The second method is to process the U6-transcribed RNA into separate guides using some form of RNA-cleaving enzyme. One option is to include such an enzyme in the gene drive cassette, most likely the Type I CRISPR processing enzyme Csy4. But this adds an extra protein that could increase toxicity or otherwise reduce fitness. Instead, we should use the native tRNA-processing machinery. That is, including tRNAs in between guide RNAs will cause the native machinery to cut out the tRNAs, thereby freeing the individual guides. This method can produce truncated guide RNAs of any desired length. Using several different tRNAs, which can differ considerably in sequence, prevents repeated sequences.
The final problem is the inherent repetitiveness of guide RNAs. Single/synthetic guide RNAs (sgRNAs) are typically ~80 base pairs in length. Stacking several in a row in the same orientation is highly likely to cause internal recombination upon copying of the drive cassette. To address this problem, we have identified numerous sequence variants of the standard sgRNA sequence for S. pyogenes Cas9 that retain high activity. These are described in our daisy drive preprint.

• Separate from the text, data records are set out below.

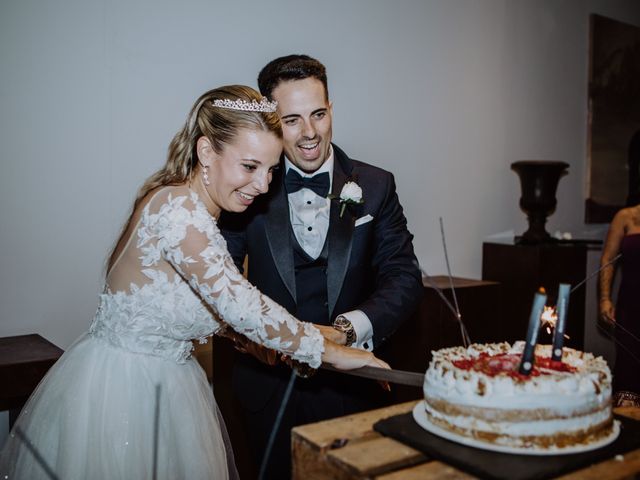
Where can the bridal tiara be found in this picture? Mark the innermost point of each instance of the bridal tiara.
(253, 106)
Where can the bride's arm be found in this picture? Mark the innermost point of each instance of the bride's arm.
(186, 236)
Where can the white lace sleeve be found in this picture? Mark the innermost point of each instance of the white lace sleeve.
(189, 239)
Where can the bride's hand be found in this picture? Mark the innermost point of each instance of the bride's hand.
(346, 358)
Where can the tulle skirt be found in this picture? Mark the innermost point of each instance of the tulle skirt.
(105, 413)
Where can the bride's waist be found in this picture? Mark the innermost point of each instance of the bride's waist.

The S. mansoni generation time is ~3 months, which is consequently the minimum design-build-test cycle length. Because this is a long time and working with schistosomes is difficult, we want to maximize the chance that one of our initial designs will function as intended and require only minimal fine-tuning to generate an efficient drive. Given that there are several possible drive outcomes depending on the timing of Cas9 expression and the outcome of shredding, several of which would be independently useful, we will build several gene drives in parallel using different Cas9 promoters. We will also build candidates using both the paired-guide and the tRNA-processing architectures. Immunizing reversal drives will serve as controls. This adds up to four different versions per Cas9 promoter to be tested, which is quite a few. We will consequently test the two most likely promoters for germline-specific expression in both males and females: the smvlg2 (nos-2) promoter and the daz-1 promoter.
At the same time, we recognize that future designs will likely need to use better-characterized components. Building both paired and tRNA-based architectures will enable us to directly compare the two and use only the better version for future designs. We additionally hope to compare different U6 promoters in cultured cell assays and use only the most effective in future. Lastly, we will build immunizing reversal drives using two additional promoters to be determined for comparative purposes, bringing the total number of constructs to ten.